Las elecciones del 25 de mayo son importantes, cómo no, desde la perspectiva de la política española. Un test para el Gobierno y para la oposición; para el bipartidismo y para el soberanismo; para las terceras y cuartas opciones... La reválida de las urnas es la seña de identidad de la democracia. Pero lo realmente importante se juega en Bruselas, en Estrasburgo, en Luxemburgo y demás sedes de las instituciones de la Unión. Los españoles también votamos por Juncker o por Schulz y por el resto de los líderes comunitarios. En particular, votamos (la mayoría, espero) en contra de los populistas de seudoderechas o de seudoizquierdas, unos y otros coincidentes en esa demagogia irritante que consiste en ofrecer soluciones simples para problemas complejos. En todo caso, estamos ante una encrucijada histórica. Hay que gestionar con acierto la sociedad del postbienestar, y no es lo mismo apostar por una perspectiva liberal, racional y razonable, que por un enfoque socialista, cuyo voluntarismo se refleja con nitidez en un libro notable, El capital en el siglo XXI, de Thomas Piketty en plena moda, acaso fugaz. Hay otros muchos asuntos en juego: cuando la mirada se dirigía hacia China y el Pacífico, Putin y el viejo Imperio euroasiático nos recuerda quiénes somos y, sobre todo, dónde estamos. Porque la Geografía ha vuelto, escribe con razón Robert Kaplan, y no está de más consultar el atlas para comprobar que Mitteleuropa o, si se prefiere, el Danubio y sus naciones ribereñas siguen siendo un problema pendiente.
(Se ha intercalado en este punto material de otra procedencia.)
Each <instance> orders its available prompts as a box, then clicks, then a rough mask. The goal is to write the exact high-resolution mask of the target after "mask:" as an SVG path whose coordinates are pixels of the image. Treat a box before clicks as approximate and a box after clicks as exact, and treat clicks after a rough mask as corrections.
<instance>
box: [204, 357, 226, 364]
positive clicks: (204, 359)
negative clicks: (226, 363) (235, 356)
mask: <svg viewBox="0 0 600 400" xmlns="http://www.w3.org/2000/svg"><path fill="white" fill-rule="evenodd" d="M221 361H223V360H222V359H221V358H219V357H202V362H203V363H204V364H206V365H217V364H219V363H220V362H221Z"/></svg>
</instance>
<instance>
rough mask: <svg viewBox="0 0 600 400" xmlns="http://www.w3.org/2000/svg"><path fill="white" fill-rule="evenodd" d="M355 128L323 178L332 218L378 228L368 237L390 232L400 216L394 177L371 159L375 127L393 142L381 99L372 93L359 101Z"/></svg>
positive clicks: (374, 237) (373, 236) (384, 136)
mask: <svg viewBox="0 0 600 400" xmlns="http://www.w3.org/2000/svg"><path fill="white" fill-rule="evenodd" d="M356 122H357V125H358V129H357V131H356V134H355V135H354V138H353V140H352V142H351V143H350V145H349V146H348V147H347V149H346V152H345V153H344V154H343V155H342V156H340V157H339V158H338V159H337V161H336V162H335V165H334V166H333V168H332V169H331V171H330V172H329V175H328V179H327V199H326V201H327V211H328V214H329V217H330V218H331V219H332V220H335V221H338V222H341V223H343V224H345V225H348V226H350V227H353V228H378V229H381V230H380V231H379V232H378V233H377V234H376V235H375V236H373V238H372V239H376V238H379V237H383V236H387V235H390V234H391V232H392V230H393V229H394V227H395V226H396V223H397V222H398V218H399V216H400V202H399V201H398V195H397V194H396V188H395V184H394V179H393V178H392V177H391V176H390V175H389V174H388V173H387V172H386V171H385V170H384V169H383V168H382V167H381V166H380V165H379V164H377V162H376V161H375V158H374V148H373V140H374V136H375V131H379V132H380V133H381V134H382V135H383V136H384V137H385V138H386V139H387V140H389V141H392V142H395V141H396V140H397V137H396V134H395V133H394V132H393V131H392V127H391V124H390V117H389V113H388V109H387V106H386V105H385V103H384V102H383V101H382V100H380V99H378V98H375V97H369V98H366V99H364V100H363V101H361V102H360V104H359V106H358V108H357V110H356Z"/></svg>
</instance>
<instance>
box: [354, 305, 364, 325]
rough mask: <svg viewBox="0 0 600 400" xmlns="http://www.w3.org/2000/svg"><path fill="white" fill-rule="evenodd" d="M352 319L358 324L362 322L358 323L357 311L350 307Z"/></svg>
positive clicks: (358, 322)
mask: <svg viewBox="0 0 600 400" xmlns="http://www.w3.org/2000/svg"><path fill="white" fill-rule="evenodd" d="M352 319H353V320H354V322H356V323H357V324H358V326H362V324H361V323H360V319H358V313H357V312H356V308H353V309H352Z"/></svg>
Entre euroescépticos egoístas y unionistas utópicos, creo que la inmensa mayoría de los europeos compartimos la idea de que una buena sociedad es mejor que una «comunidad» imaginaria y, por supuesto, que una yuxtaposición de Estados concebidos al viejo estilo westfaliano. España tiene mucho que decir, en presente y en futuro, precisamente porque seguimos siendo buenos europeos, sin tentaciones aislacionistas. El futuro vendrá de Europa, y los nacionalismos que proclaman un sedicente derecho a decidir deben dejar muy claro a los ciudadanos el mensaje que, sin excepción, nos trasmiten desde Bruselas: una eventual secesión de una parte del territorio de un Estado miembro significa ipso iure convertirse en Estado «tercero» desde la perspectiva jurídico-comunitaria. También en política es obligatorio decir la verdad. Muchos abstencionistas potenciales deberían reflexionar en los días que nos quedan de campaña sobre estas cuestiones trascendentales. Por cierto, los defensores (sin buenos argumentos, a mi juicio) de una reforma electoral tienen ahora la oportunidad de aplicar su voto en una circunscripción de ámbito nacional, sin primas territoriales ni ventajas por la concentración del sufragio. El 25 de mayo, en fin, debería ser un triunfo para la democracia constitucional, única forma legítima de gobierno a estas alturas del siglo XXI. El sentido de responsabilidad de los electores debe imponerse sobre el malestar coyuntural, comprensible, sin duda, pero casi siempre estéril.